The Guardian recently presented a sceptical view of Black Friday 'deals', warning consumers not to be tempted into participation by the 'frenzy of marketing'.

Climate movement Fridays for Future is holding their next Global Climate Strike on the 29th of November, which is the same day as Black Friday.

Cities all over the globe will join to demonstrate the severity of the climate and propel climate activism. The movement hasn't revealed that this is an intentional move, but by highlighting climate awareness on a day of mass consumption they are making a clear statement.

In France backlash against Black Friday has really taken hold. Led by French clothing brand FAGUO, more than 450 brands have formed the 'Make Friday Green Again' collective and decided not to take part in Black Friday.

FAGUO has published a post on Instagram in which they 'encourage everyone to use this Friday, November 29th to sort, resell and recycle the superfluous goods they have in order to know what they really need'.

Here are just a few of the UK companies that are doing something different on Black Friday:


Historically speaking, Patagonia doesn't participate in Black Friday. Its biggest stand against the winter shopping event was in 2016 when the B-Corp donated 100% of sales on that day to grassroots environmental organisations. The feat went viral and Patagonia was able to make $10 million in sales.

This year, Patagonia is encouraging customers to donate to one of 1,000 non-profit environmental groups through its Patagonia Action Works initiative. The brand will match the donations made from 29 November (Black Friday) until 31 December 2019. They will only stop matching donations when they've reached a maximum spend of $10,000,000 USD. This is an opportunity to give a meaningful gift without purchasing yet another another needless item.
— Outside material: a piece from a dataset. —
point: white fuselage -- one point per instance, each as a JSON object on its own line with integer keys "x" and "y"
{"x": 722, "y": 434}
Our ethical clothes shop and Best Buy company THTC is doing an anti-Black Friday campaign in which they're giving 30% of all their profits from Black Friday sales straight to Refugee Community Kitchen.

Ethical Superstore

Ethical Superstore is sidelining Black Friday for Food Bank Friday. From Monday 22nd November to midnight on Monday 2nd December they will be offering 20% off everything in their store plus making a donation directly from their stock to the Newcastle West End Foodbank with every order over £30. Ethical Superstore stocks several of our Best Buys on their website, so doing a shop with them is a great alternative to Amazon that will really make a difference.

Along with buying from independent and local or ethical businesses on Black Friday, shoppers can also boycott the event and vow to buy nothing on the 29th November. If you feel like you need to buy something over the weekend, consider smaller ethical businesses, like the ones featured in our ethical online retailers guide, which unlike eBay, Amazon and Apple are more likely to be paying their fair share of tax.

We ask that our readers join us in the Global Climate Strike and help #MakeFridayGreenAgain.